Crucially, this data underpins controversial, but reputationally critical global university rankings. The Times Higher Education (THE) university rankings, for example, are partly based on Elsevier’s Scopus database.
“This appears to me to be a demand to remove the data that enables Russian universities to be seen as prestigious,” said Lisa Hinchliffe, professor of information literacy services at the University of Illinois. “It removes them from certain league tables. Because if that work is removed, then the Russian rankings will fall dismally.”
This would be no minor setback for Russia. Rankings prestige has been at the heart of Russian higher education policy over the last decade. In 2013, president Vladimir Putin himself launched the ‘5 – 100’ project, an effort to propel five Russian universities into the top 100 by 2020.
The project has utterly failed; according to the THE’s latest rankings, not a single Russian institution is in the top 100.
Ukraine’s government has also directly written to rankings organisations to demand they exclude Russian universities.
The rankers themselves are divided on how to respond to the invasion.
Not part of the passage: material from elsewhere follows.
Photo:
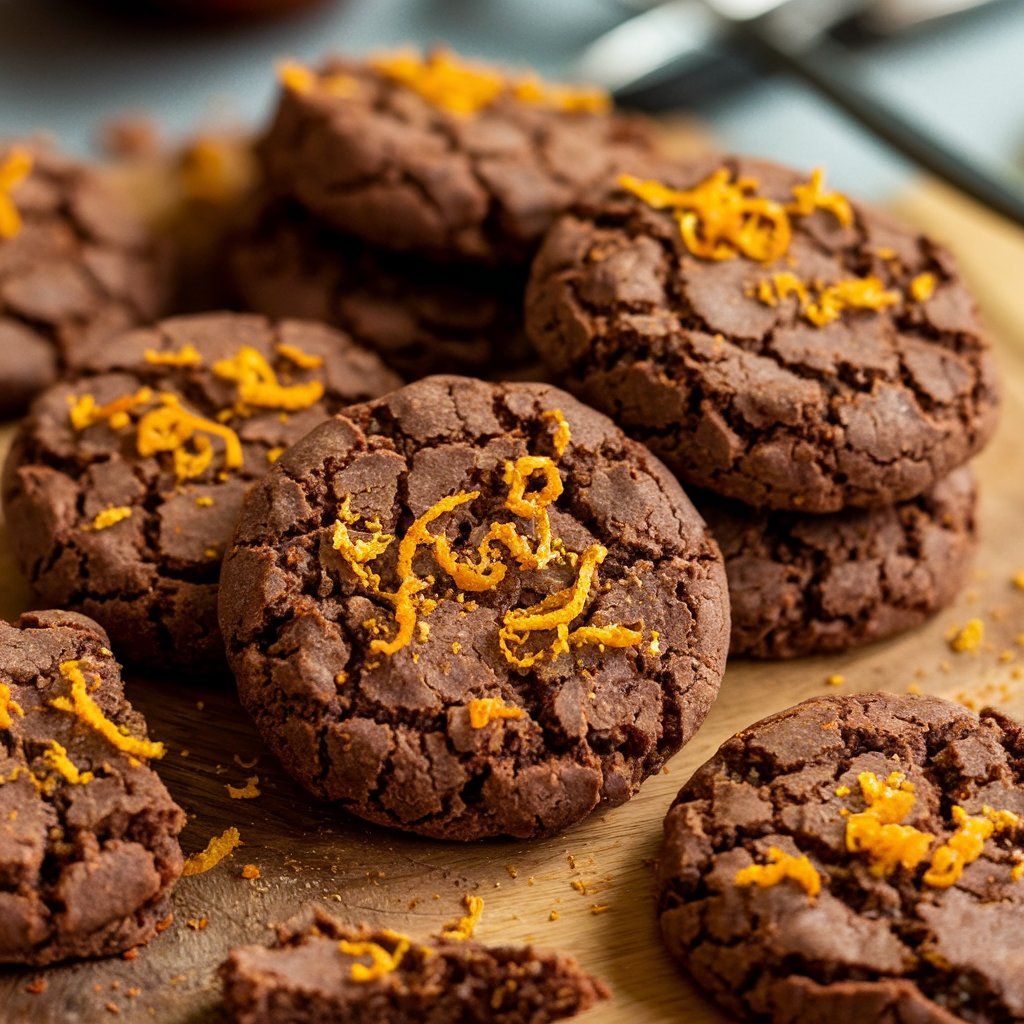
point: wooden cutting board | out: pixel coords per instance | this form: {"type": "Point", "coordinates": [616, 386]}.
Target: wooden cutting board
{"type": "Point", "coordinates": [307, 853]}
One of the major ranking firms QS, has said it will “redact” Russian and Belarusian universities from new rankings, while THE said it will leave Russian universities in.
The logic, explained THE in a statement, is that the invasion is likely to weaken Russian universities. “As such, we will allow the rankings to do what they are designed to do, and show the world the impact of those decisions,” THE said.
“Publishers and the data firms that control key world university rankings (THE, QS) are global services firms, and we've seen enormous pressure on services firms, from retail, to financial, to transport, to isolate Russia given its brazen attack on the Ukraine,” said Kris Olds, an expert on higher education service companies at the University of Wisconsin-Madison. Either these companies need to act, or disclose a detailed rationale for inaction, he believes.
Clarivate has suspended the evaluation of new journals in Russia and Belarus for indexing in Web of Science, said a spokeswoman. But it is still continuing to discuss its response with academic partners, she stressed.
Even if Western publishers and rankers are hesitant to cut Russia off, Moscow appears to be moving away from international journals regardless.
On March 7, the government said it plans to abolish requirements for Russian scientists to publish in international journals indexed in Scopus or Web of Science. Instead, the Ministry of Education and Science would urgently “introduce its own system for assessing the effectiveness of scientific research,” according to Russia’s Tass news agency.
“We see Russia saying, okay, we're going to develop our own [scientometric system],” said Hinchliffe. “Which might work internally, but it seems highly unlikely that the globe, like THE would adopt a Russian system in place of […] Elsevier.”